Son succès s’explique également par le fait que le rappeur a su s’adresser à toutes les franges de la population. "Au début, il était beaucoup écouté par un public de cité, mais assez rapidement son public s’est élargi, on l’écoute dans les campagnes, dans les centres-villes, dans les boîtes de nuit et dans les bars à chicha. Il a su parler à toutes les catégories sociales, plus ou moins", explique le spécialiste du rap. La gent féminine est également une grande composante de son public. "Ses musiques ont su parler aux filles, beaucoup plus que celles d’autres rappeurs. Il parle d’elles dans ses chansons, il leur dédie des titres."

Un "gilet jaune"

Mais sa réussite ne plaît pas à tous. Le rappeur doit régulièrement essuyer un bon nombre de critiques ou de moqueries, notamment concernant son orthographe approximative. Mais il s’en lave bien les mains. "Ils peuvent parlez jusqu’a demain sur moi ou mon orthographe… sa ne matteint pas lol tant kia ma team derriere moi pff jaccepte tte leur moquerie !! ", avait-il répondu face à la polémique. La philosophe insiste sur le fait qu’il n’est pas le seul dans le cas, des rappeurs comme Gims ou Soprano ont également été l’objet d’une multitude de railleries. Mais à la différence de Jul, les deux ont intégré la troupe des Enfoirés et se sont rapprochés de la variété, ce qui leur donne dorénavant un statut différent. "Un rappeur est toujours déconsidéré a priori. On pense encore que faire du rap ce n’est pas faire de la vraie musique", dénonce-t-elle.

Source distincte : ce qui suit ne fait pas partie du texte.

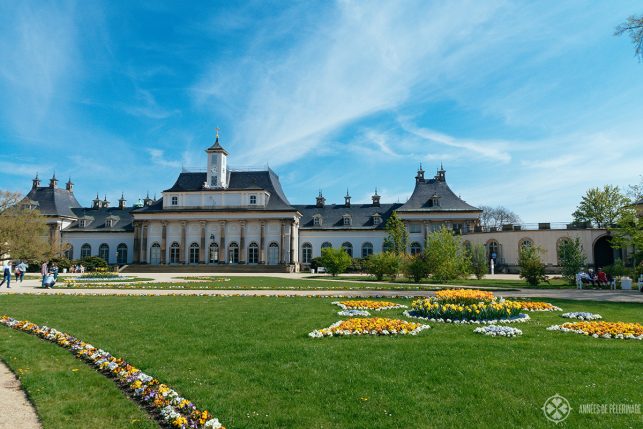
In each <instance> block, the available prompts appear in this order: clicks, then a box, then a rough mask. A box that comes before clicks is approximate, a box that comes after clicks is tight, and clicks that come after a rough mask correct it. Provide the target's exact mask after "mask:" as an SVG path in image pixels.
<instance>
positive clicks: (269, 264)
mask: <svg viewBox="0 0 643 429" xmlns="http://www.w3.org/2000/svg"><path fill="white" fill-rule="evenodd" d="M278 263H279V245H278V244H277V243H275V242H272V243H270V245H269V246H268V265H277V264H278Z"/></svg>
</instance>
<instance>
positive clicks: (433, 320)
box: [402, 310, 531, 325]
mask: <svg viewBox="0 0 643 429" xmlns="http://www.w3.org/2000/svg"><path fill="white" fill-rule="evenodd" d="M412 312H413V310H410V311H409V310H406V311H404V312H403V313H402V314H403V315H404V316H406V317H410V318H413V319H421V320H427V321H429V322H438V323H453V324H456V325H458V324H463V325H466V324H472V325H495V324H498V323H522V322H526V321H528V320H531V317H529V315H528V314H524V313H520V314H519V315H518V317H512V318H510V319H491V320H468V319H464V320H457V319H456V320H452V319H436V318H434V317H424V316H416V315H414V314H413V313H412Z"/></svg>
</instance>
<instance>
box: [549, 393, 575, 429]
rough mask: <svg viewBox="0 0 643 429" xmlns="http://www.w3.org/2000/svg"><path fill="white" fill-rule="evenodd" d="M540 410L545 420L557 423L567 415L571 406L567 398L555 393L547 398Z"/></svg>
mask: <svg viewBox="0 0 643 429" xmlns="http://www.w3.org/2000/svg"><path fill="white" fill-rule="evenodd" d="M542 410H543V414H545V417H546V418H547V420H549V421H550V422H554V423H556V424H558V423H560V422H562V421H565V419H566V418H567V417H569V414H570V413H571V412H572V407H571V406H570V405H569V401H568V400H567V399H565V398H564V397H563V396H560V395H559V394H558V393H556V394H555V395H554V396H551V397H549V398H547V400H546V401H545V405H543V408H542Z"/></svg>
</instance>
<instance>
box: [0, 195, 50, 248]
mask: <svg viewBox="0 0 643 429" xmlns="http://www.w3.org/2000/svg"><path fill="white" fill-rule="evenodd" d="M21 199H22V198H21V197H20V194H17V193H14V192H7V191H0V260H7V259H23V260H44V259H47V258H49V257H50V256H52V254H53V252H52V246H51V245H50V244H49V241H48V235H47V231H48V229H47V223H46V219H45V217H44V216H43V215H41V214H40V212H39V211H38V210H34V209H30V208H26V207H21V206H20V205H19V202H20V201H21Z"/></svg>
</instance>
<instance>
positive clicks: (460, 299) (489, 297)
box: [435, 289, 495, 305]
mask: <svg viewBox="0 0 643 429" xmlns="http://www.w3.org/2000/svg"><path fill="white" fill-rule="evenodd" d="M435 299H436V300H438V301H440V302H443V303H445V304H447V303H451V304H462V305H467V304H477V303H479V302H491V301H493V300H494V299H495V297H494V296H493V293H491V292H485V291H482V290H477V289H445V290H440V291H437V292H436V293H435Z"/></svg>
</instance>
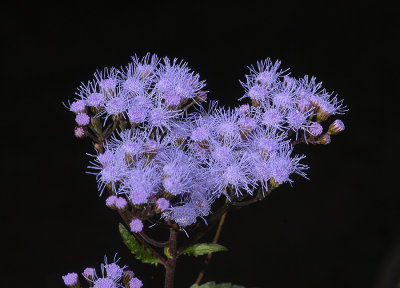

Le personnage divise. Selon l’autrice du Hip-hop comme expérience esthétique fondamentale, il possède un "côté gilet jaune". "Il incarne cette fraction de la France. L’élite pseudo-intellectuelle n’arrive pas à comprendre la réalité des gens qui vivent en dehors du microcosme parisien." Il cristallise également les débats dans le milieu du rap. "Certains disent que ce n’est pas du rap. A cause de cela, il existe une tentative permanente des gens qui aiment Jul, de convaincre les autres que c’est bien un rappeur. Tous les ans, il se rend sur Planet Rap, l’émission de Skyrock, où il effectue des freestyles, c’est l’occasion de montrer qu’il sait rapper", assure l’auteur français. Mais le Marseillais parvient à réunir tout le public rap lorsque les détracteurs du genre musical se montrent condescendants avec ce dernier. Selon Baptiste Biarneix-Devalois, il existe une forme de mépris de classe envers l’artiste dû à une incompréhension totale des personnes qui ne sont plus en phase avec la jeunesse. Que l’on aime ou non sa musique, Jul est l’un des artistes représentatifs de notre époque dont on ne peut plus nier l’aspect phénoménologique.